Meskipun matahari bersinar terik, kota kecil itu seolah tidak terpengaruh. Suasananya tetap sejuk berkat banyak pohon.

 

“Mas Ryan bilang urusan sekolah udah beres. Besok saya bisa anter Leo ke sini jam setengah 7 pagi,” jelas Pak Juno saat mobil mereka melewati SMA Negeri itu.

 

“Sepagi itu?!”

 

“Di sini sekolah masuk jam 7 pagi.”

 

What the—

 

Pak Juno terkekeh melihat ekspresi Leo. “Jadi gimana besok mau saya anter?”

 

Naik mobil Alphard di kota kecil seperti ini rasanya terlalu mencolok.
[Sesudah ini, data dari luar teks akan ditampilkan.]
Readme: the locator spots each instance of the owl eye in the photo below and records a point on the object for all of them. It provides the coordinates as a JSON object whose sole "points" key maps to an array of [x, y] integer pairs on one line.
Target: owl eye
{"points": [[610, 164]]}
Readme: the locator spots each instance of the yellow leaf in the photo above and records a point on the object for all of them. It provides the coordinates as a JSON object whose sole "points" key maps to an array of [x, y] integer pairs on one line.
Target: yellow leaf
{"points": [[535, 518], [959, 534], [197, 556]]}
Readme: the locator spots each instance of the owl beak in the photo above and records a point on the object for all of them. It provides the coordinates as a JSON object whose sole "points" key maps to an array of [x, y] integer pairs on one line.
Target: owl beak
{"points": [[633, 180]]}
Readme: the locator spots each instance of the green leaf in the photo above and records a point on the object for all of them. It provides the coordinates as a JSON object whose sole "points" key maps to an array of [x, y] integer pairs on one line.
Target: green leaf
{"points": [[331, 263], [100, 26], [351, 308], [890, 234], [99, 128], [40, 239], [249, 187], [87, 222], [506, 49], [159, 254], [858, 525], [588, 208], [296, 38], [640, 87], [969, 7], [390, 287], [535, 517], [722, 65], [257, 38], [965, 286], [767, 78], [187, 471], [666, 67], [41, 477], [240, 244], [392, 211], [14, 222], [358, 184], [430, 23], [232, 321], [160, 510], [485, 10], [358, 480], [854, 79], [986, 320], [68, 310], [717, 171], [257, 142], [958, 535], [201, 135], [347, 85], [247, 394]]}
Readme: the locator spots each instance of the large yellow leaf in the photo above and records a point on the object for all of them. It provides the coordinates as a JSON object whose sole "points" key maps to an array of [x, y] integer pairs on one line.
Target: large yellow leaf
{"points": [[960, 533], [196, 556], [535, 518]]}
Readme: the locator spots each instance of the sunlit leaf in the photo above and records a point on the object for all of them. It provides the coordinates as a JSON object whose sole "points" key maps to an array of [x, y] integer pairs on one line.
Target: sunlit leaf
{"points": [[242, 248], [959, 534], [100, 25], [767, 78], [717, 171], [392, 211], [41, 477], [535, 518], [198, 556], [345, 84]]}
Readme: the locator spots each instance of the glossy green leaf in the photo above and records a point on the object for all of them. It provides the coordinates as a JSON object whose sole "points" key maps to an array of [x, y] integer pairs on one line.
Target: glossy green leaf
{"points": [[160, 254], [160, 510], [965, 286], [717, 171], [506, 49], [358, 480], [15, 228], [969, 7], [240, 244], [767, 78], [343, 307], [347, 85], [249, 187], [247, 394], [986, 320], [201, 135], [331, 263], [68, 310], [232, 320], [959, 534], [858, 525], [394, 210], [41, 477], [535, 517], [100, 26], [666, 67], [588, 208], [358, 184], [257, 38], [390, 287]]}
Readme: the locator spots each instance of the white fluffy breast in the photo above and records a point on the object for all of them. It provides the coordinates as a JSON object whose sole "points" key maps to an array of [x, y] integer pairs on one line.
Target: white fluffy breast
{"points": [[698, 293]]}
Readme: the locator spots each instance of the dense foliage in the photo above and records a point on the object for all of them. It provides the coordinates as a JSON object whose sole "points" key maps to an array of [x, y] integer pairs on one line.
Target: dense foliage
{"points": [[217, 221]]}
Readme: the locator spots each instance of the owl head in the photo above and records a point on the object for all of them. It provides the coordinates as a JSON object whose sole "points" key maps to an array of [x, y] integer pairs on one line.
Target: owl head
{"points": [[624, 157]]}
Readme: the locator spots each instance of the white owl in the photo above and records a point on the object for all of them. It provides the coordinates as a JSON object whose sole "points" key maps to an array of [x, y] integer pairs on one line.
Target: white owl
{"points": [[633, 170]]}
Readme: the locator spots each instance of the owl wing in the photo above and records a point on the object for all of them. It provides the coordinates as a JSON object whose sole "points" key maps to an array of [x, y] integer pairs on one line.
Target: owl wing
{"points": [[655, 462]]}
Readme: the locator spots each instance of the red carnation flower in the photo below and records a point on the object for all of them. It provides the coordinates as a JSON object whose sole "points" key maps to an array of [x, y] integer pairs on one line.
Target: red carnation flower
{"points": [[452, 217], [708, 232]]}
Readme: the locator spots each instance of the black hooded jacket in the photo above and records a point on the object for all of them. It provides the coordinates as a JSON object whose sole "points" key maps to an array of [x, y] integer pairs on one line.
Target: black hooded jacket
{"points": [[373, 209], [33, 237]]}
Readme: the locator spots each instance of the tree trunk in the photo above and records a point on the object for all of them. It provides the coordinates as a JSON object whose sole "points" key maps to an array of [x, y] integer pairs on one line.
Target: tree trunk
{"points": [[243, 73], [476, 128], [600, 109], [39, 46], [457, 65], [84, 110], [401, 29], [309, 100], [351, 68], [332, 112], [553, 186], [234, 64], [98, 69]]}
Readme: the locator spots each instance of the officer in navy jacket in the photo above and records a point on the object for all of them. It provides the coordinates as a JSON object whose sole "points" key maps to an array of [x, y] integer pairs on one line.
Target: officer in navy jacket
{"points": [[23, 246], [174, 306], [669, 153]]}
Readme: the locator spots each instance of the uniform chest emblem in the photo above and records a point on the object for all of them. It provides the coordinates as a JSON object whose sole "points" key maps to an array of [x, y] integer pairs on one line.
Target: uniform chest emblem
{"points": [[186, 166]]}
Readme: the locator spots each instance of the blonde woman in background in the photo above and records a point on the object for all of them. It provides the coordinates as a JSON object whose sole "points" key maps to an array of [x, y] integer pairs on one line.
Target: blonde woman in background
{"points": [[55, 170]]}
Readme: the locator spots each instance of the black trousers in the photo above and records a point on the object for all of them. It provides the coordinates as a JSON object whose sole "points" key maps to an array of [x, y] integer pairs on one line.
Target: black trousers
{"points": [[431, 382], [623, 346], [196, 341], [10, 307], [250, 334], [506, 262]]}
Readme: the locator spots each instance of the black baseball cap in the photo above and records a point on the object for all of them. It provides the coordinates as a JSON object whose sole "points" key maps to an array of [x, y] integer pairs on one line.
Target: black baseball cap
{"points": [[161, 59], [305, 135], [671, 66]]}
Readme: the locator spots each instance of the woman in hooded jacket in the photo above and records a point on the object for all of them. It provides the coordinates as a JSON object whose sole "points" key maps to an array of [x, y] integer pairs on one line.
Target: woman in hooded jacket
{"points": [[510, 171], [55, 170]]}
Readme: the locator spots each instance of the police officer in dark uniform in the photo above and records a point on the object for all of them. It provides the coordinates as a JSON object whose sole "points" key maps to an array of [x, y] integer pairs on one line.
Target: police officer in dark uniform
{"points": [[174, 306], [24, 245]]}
Seandainya Ryan memberikannya mobil yang lebih kecil. Bahkan kalau Ryan memberikannya mobil jenis hatchback pun, ia akan dengan senang hati menerimanya.

 

“Enggak Pak,” jawab Leo ketus. “Aku akan naik sepeda.”

 

--

 

Mobil mereka sampai di halaman rumah bersamaan dengan sebuah becak yang mengantar Nenek. Begitu Leo turun dari mobil, ia langsung dipeluk oleh Nenek.

 

“Ya ampun, kamu sudah besar sekali,” kata Nenek dengan mata berkaca-kaca. Ia mengamati cucunya dengan senyum hangat di wajahnya.

 

Mau tak mau, Leo tersenyum. Nenek sangat mirip dengan Ibunya dan entah kenapa itu membuatnya hatinya seolah tergores karena ia sudah tidak bisa memeluk Ibunya lagi.